In a study, researchers asked 27 adults with mild hypertension (high blood pressure) to eat a high-fat breakfast and lunch along with 28 grams of whey protein. This was later repeated with 28 grams of calcium caseinate, a protein derived from casein (non-whey protein) in milk, and 27 grams of the carbohydrate maltodextrin.5
Whey was found to reduce systolic blood pressure (the pressure on vessels when the heart contracts), by an average of 15.2 mmHg compared to calcium caseinate, and 23.4 mmHg compared to maltodextrin, for up to five hours after ingestion.
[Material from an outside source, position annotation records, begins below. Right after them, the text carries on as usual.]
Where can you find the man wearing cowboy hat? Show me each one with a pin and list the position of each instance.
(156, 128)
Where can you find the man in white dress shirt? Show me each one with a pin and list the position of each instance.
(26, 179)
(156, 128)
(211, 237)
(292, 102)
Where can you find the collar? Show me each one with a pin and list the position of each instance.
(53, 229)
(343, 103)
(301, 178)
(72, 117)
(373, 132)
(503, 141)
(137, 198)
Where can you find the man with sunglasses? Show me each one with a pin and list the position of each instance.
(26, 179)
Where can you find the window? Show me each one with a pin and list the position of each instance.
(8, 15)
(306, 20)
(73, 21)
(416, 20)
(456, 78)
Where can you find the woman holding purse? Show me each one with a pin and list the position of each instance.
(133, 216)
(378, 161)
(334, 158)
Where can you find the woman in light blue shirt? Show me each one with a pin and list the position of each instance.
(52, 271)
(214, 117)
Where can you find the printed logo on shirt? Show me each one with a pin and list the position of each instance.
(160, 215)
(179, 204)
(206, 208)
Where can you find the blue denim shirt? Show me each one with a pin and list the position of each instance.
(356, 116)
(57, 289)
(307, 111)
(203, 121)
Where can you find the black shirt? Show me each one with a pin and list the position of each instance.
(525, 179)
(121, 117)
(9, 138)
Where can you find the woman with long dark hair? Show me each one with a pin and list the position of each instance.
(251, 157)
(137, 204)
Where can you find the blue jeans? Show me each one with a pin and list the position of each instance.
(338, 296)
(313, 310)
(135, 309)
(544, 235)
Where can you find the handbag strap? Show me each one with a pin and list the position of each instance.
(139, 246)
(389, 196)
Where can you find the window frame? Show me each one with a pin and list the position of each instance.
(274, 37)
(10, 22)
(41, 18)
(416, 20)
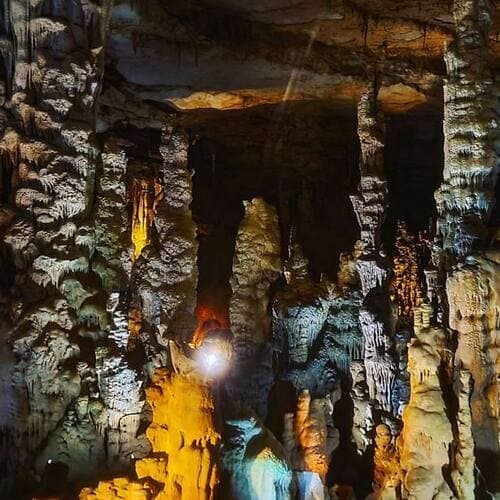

Whey also reduced arterial stiffness compared to maltodextrin. All these actions show whey’s potential to improve cardiovascular risk factors.5
Scientists examining previous trials on overweight and obese patients also found that whey protein reduced body weight and significantly lowered blood pressure, glucose levels, and cholesterol, reducing the risk of cardiovascular disease.11
WHAT TYPE OF WHEY IS RIGHT FOR YOU?
Whey protein is commonly available in three forms:
Whey protein concentrate – WPC contains low levels of fat and low levels of carbohydrates. The percentage of protein in WPC depends on how concentrated it is. Lower end concentrates tend to have 30 percent protein and higher end up to 90 percent.
Whey protein isolate – WPIs are further processed to remove all the fat and lactose. WPI is usually at least 90 percent protein.
Whey protein hydrolysate – WPH is considered to be the “predigested” form of whey protein as it has already undergone partial hydrolysis – a process necessary for the body to absorb protein. WPH doesn’t require as much digestion as the other two forms of whey protein.
Risks of whey protein consumption
Whey protein is LIKELY SAFE for most children and adults when taken appropriately. High doses can cause some side effects such as increased bowel movements, nausea, thirst, bloating, cramps, reduced appetite, tiredness (fatigue), and headache.
1. It may be high in added sugars and calories. Some protein powders have little added sugar, and others have a lot (as much as 23 grams per scoop). Some protein powders wind up turning a glass of milk into a drink with more than 1,200 calories. The risk: weight gain and an unhealthy spike in blood sugar. The American Heart Association recommends a limit of 24 grams of added sugar per day for women and 36 grams for men.
2. The Clean Label Project released a report about toxins in protein powders. Researchers screened 134 products for 130 types of toxins and found that many protein powders contained heavy metals (lead, arsenic, cadmium, and mercury), bisphenol-A (BPA, which is used to make plastic), pesticides, or other contaminants with links to cancer and other health conditions. Some toxins were present in significant quantities.
Not all of the protein powders that were tested contained elevated levels of toxins. You can see the results at the Clean Label Project's website (www.cleanlabelproject.org).